A Virginia Commonwealth University professor will not be teaching for the rest of the semester after he called security on a Black adjust professor who was eating breakfast in a classroom last month, NBC12 reports.
Caitlin Cherry, a known artist and a visiting professor at the school, says that she was in her assigned classroom eating when another professor, identified only as white-Hispanic, looked into the room. The male professor did not say anything to Cherry as he disappeared, but then shortly after security came into the room asking her who she was.
Cherry had her identification badge on her which she presented, acknowledging that she did not know what would have happened if it wasn’t on her that day.
Since then, students have been rallying behind the artist, demanding changes at the school centering around strengthening inclusion and diversity.
“Students have stopped going to his classes. I know that his TA’s quit,” senior Brianna Scott told the news station.
A sign was hanged outside the School of Arts building reading “PAPR (painting and printmaking) students support Caitlin Cherry.”
The university has taken the initiative to create a task force, along with other actions that it will take, to address the issue. Meanwhile, Cherry has been hired full-time to teach through the 2020 school year.
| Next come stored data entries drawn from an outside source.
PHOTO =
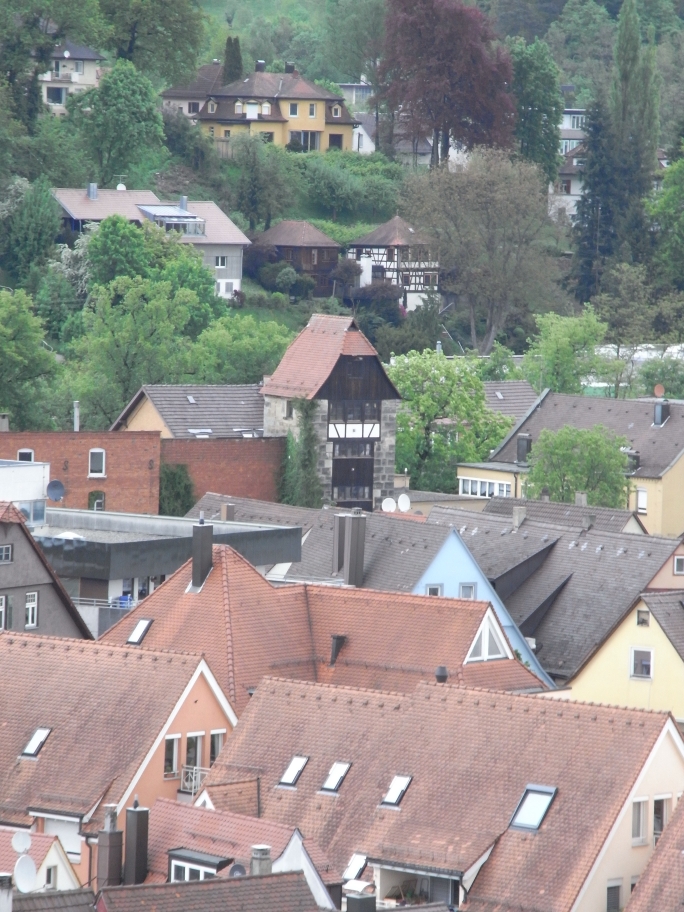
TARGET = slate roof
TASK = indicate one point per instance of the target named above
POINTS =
(229, 411)
(248, 628)
(294, 233)
(310, 359)
(463, 792)
(47, 682)
(658, 447)
(510, 397)
(395, 233)
(586, 581)
(266, 893)
(606, 519)
(10, 514)
(174, 825)
(661, 886)
(207, 79)
(54, 901)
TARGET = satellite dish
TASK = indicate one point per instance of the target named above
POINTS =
(21, 842)
(56, 490)
(25, 874)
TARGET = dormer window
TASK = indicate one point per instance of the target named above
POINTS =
(293, 771)
(38, 739)
(397, 790)
(533, 806)
(336, 776)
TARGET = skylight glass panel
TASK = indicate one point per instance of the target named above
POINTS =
(396, 790)
(355, 867)
(293, 771)
(533, 807)
(139, 631)
(38, 739)
(336, 775)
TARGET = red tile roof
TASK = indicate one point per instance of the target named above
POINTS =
(310, 359)
(471, 754)
(174, 825)
(247, 628)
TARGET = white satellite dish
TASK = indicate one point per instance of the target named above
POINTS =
(404, 503)
(25, 874)
(21, 842)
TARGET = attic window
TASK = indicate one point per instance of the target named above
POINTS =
(293, 771)
(533, 807)
(397, 790)
(139, 631)
(336, 776)
(37, 741)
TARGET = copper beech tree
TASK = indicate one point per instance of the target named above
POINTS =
(445, 74)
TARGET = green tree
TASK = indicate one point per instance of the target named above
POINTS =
(176, 494)
(161, 37)
(238, 349)
(576, 459)
(563, 354)
(232, 61)
(31, 230)
(119, 122)
(443, 418)
(25, 364)
(539, 104)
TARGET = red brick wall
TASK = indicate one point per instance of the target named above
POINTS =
(131, 465)
(246, 467)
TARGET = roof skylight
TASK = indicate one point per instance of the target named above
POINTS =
(139, 631)
(38, 739)
(397, 790)
(294, 770)
(533, 807)
(336, 776)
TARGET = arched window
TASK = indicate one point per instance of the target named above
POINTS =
(96, 463)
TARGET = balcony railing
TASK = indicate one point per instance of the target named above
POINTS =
(192, 778)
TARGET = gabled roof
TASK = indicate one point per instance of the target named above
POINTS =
(661, 887)
(174, 825)
(658, 447)
(276, 85)
(207, 79)
(266, 893)
(580, 590)
(510, 397)
(10, 514)
(605, 519)
(248, 628)
(217, 410)
(293, 233)
(462, 795)
(310, 359)
(47, 682)
(394, 233)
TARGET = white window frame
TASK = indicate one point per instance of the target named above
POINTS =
(31, 610)
(632, 651)
(175, 773)
(103, 473)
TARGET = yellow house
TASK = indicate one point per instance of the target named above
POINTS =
(283, 107)
(655, 446)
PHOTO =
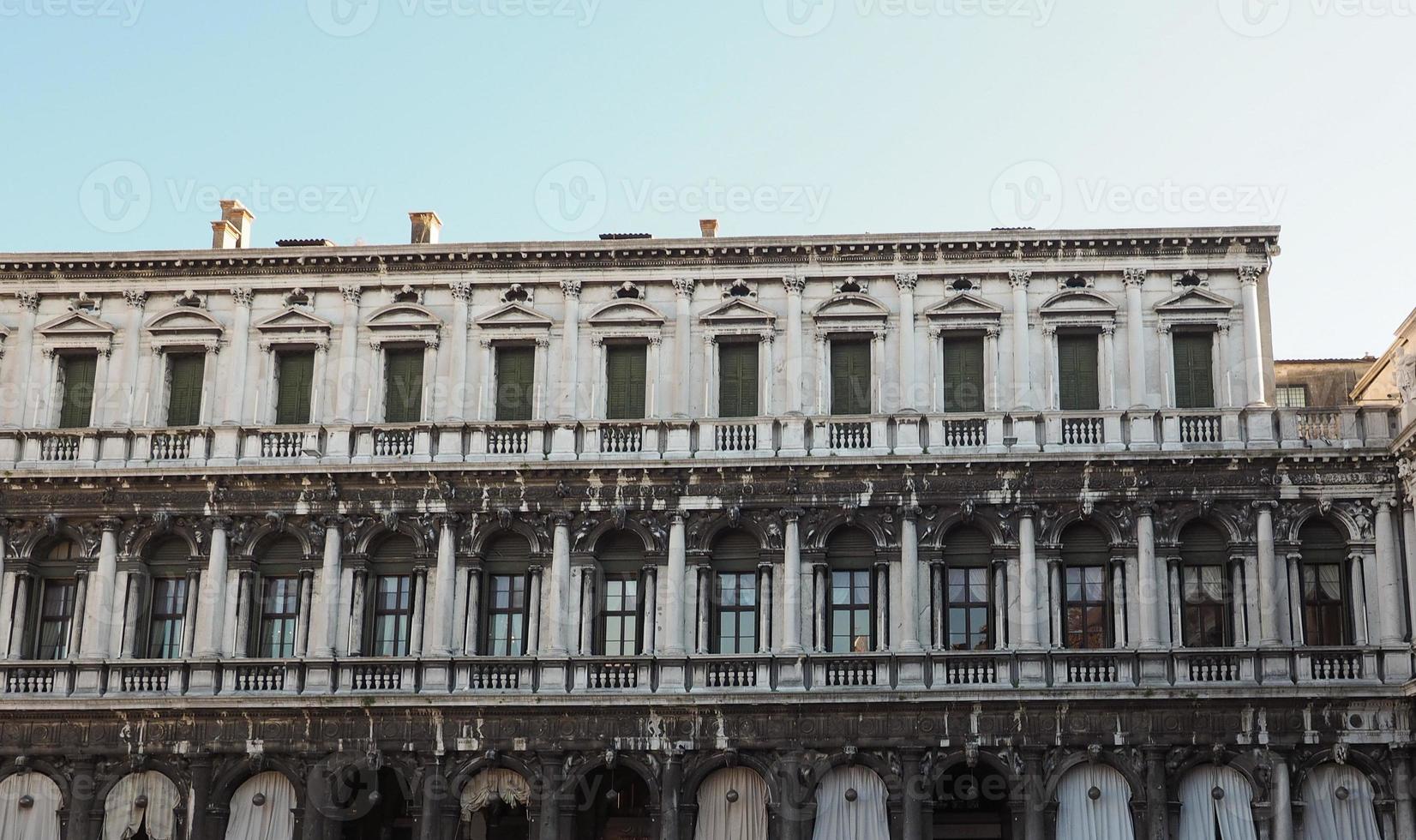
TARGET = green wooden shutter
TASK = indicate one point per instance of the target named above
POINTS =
(77, 408)
(963, 375)
(404, 386)
(625, 381)
(184, 390)
(516, 381)
(738, 380)
(850, 377)
(1194, 370)
(1077, 371)
(297, 375)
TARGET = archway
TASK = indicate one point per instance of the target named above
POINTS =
(614, 803)
(972, 803)
(495, 807)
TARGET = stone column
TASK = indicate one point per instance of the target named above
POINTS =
(908, 387)
(792, 583)
(99, 605)
(1021, 363)
(675, 590)
(909, 579)
(1268, 577)
(560, 592)
(1255, 384)
(347, 371)
(683, 346)
(1136, 391)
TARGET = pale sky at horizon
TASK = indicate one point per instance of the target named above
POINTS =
(549, 119)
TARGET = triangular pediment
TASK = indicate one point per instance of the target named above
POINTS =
(293, 321)
(1194, 301)
(964, 305)
(513, 316)
(75, 323)
(738, 310)
(627, 314)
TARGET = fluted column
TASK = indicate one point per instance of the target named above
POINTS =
(98, 639)
(1255, 386)
(1021, 360)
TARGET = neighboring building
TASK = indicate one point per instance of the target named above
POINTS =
(996, 536)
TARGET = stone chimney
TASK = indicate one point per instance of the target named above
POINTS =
(427, 227)
(234, 228)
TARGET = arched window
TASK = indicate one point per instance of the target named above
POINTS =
(1085, 588)
(508, 607)
(966, 591)
(735, 594)
(1207, 607)
(622, 561)
(391, 608)
(167, 601)
(850, 555)
(1326, 590)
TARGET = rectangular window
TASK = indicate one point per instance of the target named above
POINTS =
(853, 618)
(738, 384)
(295, 377)
(1194, 370)
(850, 377)
(56, 620)
(968, 611)
(186, 375)
(963, 375)
(625, 381)
(404, 386)
(1086, 621)
(1324, 612)
(1077, 371)
(736, 612)
(506, 615)
(516, 383)
(393, 615)
(1205, 609)
(77, 375)
(1293, 395)
(279, 612)
(619, 627)
(165, 627)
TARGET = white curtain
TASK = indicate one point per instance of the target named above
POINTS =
(742, 819)
(1200, 809)
(122, 816)
(1107, 818)
(269, 820)
(501, 783)
(37, 822)
(837, 818)
(1329, 818)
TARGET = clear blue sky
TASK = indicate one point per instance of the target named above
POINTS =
(525, 119)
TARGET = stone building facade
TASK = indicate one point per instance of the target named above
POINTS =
(929, 536)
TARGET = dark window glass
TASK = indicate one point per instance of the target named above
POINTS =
(736, 612)
(169, 611)
(506, 615)
(77, 390)
(393, 615)
(279, 612)
(853, 618)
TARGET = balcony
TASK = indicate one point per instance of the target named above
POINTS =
(677, 438)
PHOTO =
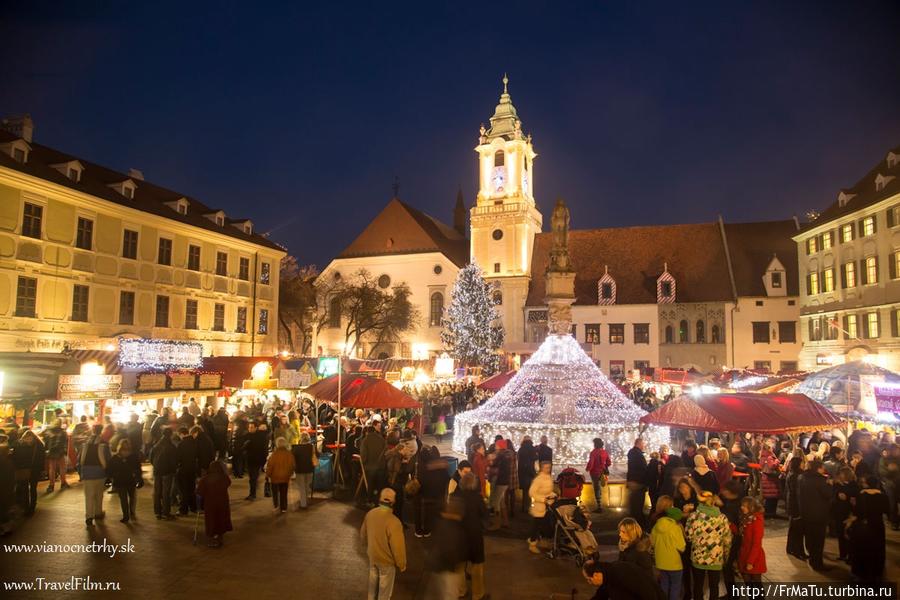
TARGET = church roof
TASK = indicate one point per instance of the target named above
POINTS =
(401, 229)
(694, 255)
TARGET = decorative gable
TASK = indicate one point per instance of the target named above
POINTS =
(775, 279)
(126, 188)
(606, 289)
(665, 287)
(217, 217)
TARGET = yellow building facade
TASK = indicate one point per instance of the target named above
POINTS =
(88, 255)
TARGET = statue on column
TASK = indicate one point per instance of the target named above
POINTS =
(559, 224)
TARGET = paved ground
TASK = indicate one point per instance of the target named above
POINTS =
(310, 554)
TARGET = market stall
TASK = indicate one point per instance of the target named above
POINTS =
(744, 412)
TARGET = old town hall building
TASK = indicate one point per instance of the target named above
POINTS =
(699, 296)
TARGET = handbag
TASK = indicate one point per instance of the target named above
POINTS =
(412, 487)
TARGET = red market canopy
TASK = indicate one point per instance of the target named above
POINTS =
(361, 391)
(755, 413)
(495, 382)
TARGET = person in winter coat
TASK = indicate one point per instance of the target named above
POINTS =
(668, 544)
(124, 469)
(634, 545)
(598, 468)
(188, 470)
(769, 466)
(93, 474)
(527, 457)
(846, 490)
(794, 545)
(710, 537)
(867, 535)
(474, 512)
(56, 442)
(164, 458)
(752, 557)
(703, 476)
(213, 490)
(28, 461)
(305, 461)
(540, 492)
(279, 469)
(814, 497)
(256, 449)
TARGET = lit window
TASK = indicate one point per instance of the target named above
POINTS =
(872, 325)
(868, 225)
(871, 270)
(850, 274)
(813, 283)
(851, 326)
(847, 233)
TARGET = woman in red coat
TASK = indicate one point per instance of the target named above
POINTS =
(752, 557)
(213, 489)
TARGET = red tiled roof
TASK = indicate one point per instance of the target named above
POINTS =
(402, 229)
(95, 180)
(636, 257)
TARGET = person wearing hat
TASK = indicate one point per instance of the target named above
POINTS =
(668, 544)
(704, 476)
(382, 533)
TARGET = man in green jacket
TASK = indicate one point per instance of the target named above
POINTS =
(668, 544)
(383, 534)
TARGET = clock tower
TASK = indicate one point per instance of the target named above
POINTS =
(505, 218)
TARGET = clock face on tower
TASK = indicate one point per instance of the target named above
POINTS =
(498, 179)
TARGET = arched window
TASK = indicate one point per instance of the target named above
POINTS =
(334, 312)
(437, 308)
(682, 332)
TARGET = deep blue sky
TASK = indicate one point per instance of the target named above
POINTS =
(299, 116)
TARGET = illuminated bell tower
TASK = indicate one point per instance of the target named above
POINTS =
(505, 218)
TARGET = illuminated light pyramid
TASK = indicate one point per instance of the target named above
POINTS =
(559, 392)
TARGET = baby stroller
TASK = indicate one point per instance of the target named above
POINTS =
(572, 535)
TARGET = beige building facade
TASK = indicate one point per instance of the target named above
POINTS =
(89, 255)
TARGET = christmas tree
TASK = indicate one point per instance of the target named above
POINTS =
(472, 333)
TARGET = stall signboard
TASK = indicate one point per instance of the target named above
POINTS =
(293, 379)
(209, 381)
(151, 382)
(162, 355)
(182, 381)
(89, 387)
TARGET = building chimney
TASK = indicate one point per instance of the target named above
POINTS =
(459, 214)
(20, 125)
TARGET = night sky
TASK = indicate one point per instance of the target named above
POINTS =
(300, 116)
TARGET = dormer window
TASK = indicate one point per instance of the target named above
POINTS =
(606, 289)
(126, 188)
(71, 169)
(18, 149)
(180, 206)
(665, 287)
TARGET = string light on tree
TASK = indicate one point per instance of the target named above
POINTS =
(559, 392)
(471, 332)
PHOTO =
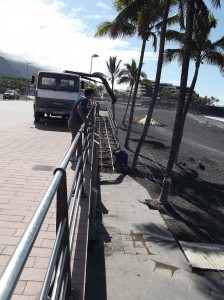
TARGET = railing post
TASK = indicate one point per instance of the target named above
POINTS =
(94, 188)
(62, 213)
“When our core values of diversity and inclusion are impinged upon for some of us, then every one of us loses an opportunity for growth, learning and success,” said VCU President Mihael Rao in a letter sent to the entire university. “During the next few months, our university will take several steps to examine its culture and to ensure VCU is a community of accountability, fairness and justice.
Still students want more to be done, especially holding the male professor, who has not been formally identified by the school due to personnel privacy laws, accountable.
“We do want VCU to take some sort of accountability. We do want accountability from the professor. We would like him to apologize.” Scott insisted. “He thought that she didn’t belong in that room. Didn’t even give her the benefit of the doubt. Didn’t even speak to her. I think that was the most frustrating thing for her.”
Scott interviewed Cherry about the incident, writing an article in RVA Magazine about it, and also passed out flyers to raise awareness.